Jeffrey S. Weber, MD, PhD: Hussein?

Hussein Tawbi, MD, PhD: I definitely agree with you. In the adjuvant setting, we really have to have a much lower threshold for stopping for toxicity, and we have to really think about the impact on patients who are otherwise surgically cured—in terms of the long-lasting toxicities. That’s actually one of the reasons why the discussion around PD-1 versus BRAF is really important. With BRAF-targeted therapy for BRAF-mutant patients, the toxicity rate appears to be higher. Patients develop fevers. And to your point, there are observations, especially in the neoadjuvant setting, that the toxicity rate seems to be higher in patients who don’t have active disease.

In those patients—with dabrafenib/trametinib, for instance—the toxicity rate is higher. But when you stop using the pills, the toxicity goes away, and the patient can move on with his or her life. With anti—PD-1 therapy, the rate of toxicity is a lot lower, but there is definite concern that some of the toxicities are long-lasting. And so, for every patient that we discuss adjuvant therapy with, endocrinopathy is very important.

In melanoma, we have some patient populations who are really young.
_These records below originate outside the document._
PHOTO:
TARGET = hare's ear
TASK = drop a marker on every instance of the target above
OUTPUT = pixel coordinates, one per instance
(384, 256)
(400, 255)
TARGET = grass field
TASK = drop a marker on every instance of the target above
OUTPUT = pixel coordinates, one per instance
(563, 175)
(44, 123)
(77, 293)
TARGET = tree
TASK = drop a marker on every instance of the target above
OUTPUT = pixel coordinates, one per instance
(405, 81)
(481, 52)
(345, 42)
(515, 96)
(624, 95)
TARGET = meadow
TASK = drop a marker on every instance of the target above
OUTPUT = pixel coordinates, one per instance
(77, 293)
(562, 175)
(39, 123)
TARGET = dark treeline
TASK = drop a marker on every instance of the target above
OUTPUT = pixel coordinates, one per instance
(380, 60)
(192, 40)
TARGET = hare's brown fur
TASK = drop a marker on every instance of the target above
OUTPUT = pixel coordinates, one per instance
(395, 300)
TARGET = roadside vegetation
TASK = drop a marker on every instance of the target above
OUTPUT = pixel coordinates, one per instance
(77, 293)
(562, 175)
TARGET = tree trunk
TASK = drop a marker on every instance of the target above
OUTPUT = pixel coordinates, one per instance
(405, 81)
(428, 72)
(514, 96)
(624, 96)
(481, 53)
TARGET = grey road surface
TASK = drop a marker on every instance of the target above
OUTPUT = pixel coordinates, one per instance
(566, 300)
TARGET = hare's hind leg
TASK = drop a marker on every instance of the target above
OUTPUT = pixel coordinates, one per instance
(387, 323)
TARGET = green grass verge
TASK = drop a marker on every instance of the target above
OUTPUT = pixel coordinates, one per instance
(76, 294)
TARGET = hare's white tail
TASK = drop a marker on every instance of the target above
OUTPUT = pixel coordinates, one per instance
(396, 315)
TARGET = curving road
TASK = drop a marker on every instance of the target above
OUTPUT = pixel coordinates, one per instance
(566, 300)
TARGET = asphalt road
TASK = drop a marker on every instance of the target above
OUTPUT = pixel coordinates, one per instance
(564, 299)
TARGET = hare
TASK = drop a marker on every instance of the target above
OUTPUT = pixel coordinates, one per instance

Fertility is an issue in young females and even in young males. Patients are going to live for the rest of their lives with the potential outcomes of the adjuvant therapy, so I think it’s very important to discuss those issues with those patients. You should consider a much lower threshold to stop therapy and, again, make sure that the patient agrees with proceeding with therapy.

In general, from the stage 3a perspective, can you extrapolate the data from the 3b, 3c, and 1a to 3a patients? The hazard ratios are impressive enough that it’s not much of a stretch to say that the biology seems pretty consistent across all of these subgroups. Patients are expected to respond in a similar manner.

Robert Andtbacka, MD, CM: From a surgical perspective, this is a discussion that I initially have with patients when they come in, before we involve our medical oncologists, because they now have a positive sentinel lymph node and are classified as a stage 3a patient. We know that with targeted therapy with dabrafenib and trametinib, if we look at that and reanalyze this according to the AJCC Eighth Edition Melanoma Staging System, we have the true new stage 3a patients, and the hazard ratio is maintained there. This is quite impressive.

I think we have to recognize that the stage 3a patients who were a part of these studies still had a fair amount of tumor. Overall, in the United States, they actually represent the minority of patients. The majority of patients that we see in the United States have less disease in their sentinel lymph nodes. We haven’t really studied that, so we don’t really know the true impact in those patients. So, I think that there are still more things that we need to do.